[edit]
Facial Expression and Peripheral Physiology Fusion to Decode Individualized Affective Experience
Proceedings of IJCAI 2018 2nd Workshop on Artificial Intelligence in Affective Computing, PMLR 86:10-26, 2020.
Abstract
Affective experience prediction using different data modalities measured from an individual such as their facial expression or physiological signals has received substantial research attention in recent years. However, most studies ignore the fact that people besides having different responses under affective stimuli, may also have different resting dynamics (embedded in both facial and physiological patterns) to begin with. In this paper, we present a multimodal approach to simultaneously analyze facial movements and several peripheral physiological signals to decode individualized affective experiences under positive and negative emotional contexts, while considering their personalized resting dynamics. We propose a person-specific recurrence network to quantify the dynamics present in the person’s facial movements and physiological data.

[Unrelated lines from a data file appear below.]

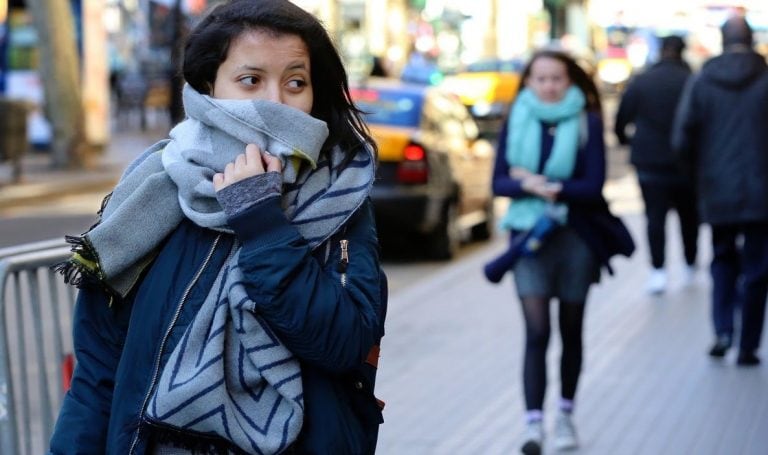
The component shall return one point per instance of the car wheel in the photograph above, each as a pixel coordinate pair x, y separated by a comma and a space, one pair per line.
484, 230
446, 239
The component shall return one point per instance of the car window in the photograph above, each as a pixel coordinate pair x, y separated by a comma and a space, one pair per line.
389, 106
444, 114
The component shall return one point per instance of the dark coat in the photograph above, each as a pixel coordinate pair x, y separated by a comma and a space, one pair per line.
649, 102
588, 212
721, 134
329, 325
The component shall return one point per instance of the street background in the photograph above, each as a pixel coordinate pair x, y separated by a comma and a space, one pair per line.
450, 370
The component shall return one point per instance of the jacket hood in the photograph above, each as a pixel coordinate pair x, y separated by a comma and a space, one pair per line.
734, 69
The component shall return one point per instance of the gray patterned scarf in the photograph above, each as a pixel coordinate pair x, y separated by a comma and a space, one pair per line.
230, 376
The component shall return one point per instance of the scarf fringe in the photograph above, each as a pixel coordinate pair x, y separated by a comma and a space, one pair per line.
194, 443
77, 273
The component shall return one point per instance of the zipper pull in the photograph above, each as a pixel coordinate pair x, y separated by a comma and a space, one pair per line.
343, 261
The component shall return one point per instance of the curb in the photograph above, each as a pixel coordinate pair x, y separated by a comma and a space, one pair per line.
29, 193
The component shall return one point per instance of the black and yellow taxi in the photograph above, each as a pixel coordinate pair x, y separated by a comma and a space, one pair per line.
487, 88
434, 174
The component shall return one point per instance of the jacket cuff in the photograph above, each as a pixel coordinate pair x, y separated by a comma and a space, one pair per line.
264, 220
244, 194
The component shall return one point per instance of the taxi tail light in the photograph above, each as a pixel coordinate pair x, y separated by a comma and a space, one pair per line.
413, 168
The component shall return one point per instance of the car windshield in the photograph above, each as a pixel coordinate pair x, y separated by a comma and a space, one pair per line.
389, 106
501, 66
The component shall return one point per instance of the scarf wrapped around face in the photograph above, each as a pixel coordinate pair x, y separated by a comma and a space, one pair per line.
174, 179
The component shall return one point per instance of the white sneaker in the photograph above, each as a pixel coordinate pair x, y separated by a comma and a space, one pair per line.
657, 282
689, 275
565, 432
534, 438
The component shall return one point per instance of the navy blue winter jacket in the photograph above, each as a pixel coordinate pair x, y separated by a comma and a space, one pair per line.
588, 212
329, 325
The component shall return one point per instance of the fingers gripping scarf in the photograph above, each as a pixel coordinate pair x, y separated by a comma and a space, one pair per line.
245, 389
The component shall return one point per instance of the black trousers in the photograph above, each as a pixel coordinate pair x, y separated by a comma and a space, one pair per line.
660, 195
740, 278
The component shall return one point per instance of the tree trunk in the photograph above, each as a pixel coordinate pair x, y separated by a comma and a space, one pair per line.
60, 75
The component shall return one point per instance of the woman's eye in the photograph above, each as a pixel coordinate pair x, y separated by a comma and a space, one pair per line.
249, 80
297, 83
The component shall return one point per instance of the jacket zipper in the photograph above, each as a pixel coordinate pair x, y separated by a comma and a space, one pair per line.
344, 261
165, 339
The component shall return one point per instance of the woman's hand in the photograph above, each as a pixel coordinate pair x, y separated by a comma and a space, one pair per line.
252, 162
538, 185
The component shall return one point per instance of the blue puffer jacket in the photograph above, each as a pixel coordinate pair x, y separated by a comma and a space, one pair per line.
328, 321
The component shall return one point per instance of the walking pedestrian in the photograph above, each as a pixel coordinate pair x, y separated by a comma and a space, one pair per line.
551, 162
720, 134
649, 104
232, 290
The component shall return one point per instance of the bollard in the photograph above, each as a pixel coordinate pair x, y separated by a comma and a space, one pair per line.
13, 134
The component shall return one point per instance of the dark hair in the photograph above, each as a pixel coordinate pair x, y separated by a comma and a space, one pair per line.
736, 31
576, 74
672, 46
208, 44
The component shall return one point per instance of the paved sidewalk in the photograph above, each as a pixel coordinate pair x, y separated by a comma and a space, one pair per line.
450, 370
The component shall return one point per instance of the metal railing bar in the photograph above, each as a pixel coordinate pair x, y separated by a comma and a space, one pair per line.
59, 348
37, 324
25, 402
30, 247
8, 422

Facial movement is represented using a robust head vs. 3D face landmark localization and tracking approach, and physiological data are processed by extracting known attributes related to the underlying affective experience. The dynamical coupling between different input modalities is then assessed through the extraction of several complex recurrent network metrics. Inference models are then trained using these metrics as features to predict individual’s affective experience in a given context, after their resting dynamics are excluded from their response. We validated our approach using a multimodal dataset consists of (i) facial videos and (ii) several peripheral physiological signals, synchronously recorded from 12 participants while watching 4 emotion-eliciting video-based stimuli. The affective experience prediction results signified that our multimodal fusion method improves the prediction accuracy up to 19% when compared to the prediction using only one or a subset of the input modalities. Furthermore, we gained prediction improvement for affective experience by considering the effect of individualized resting dynamics.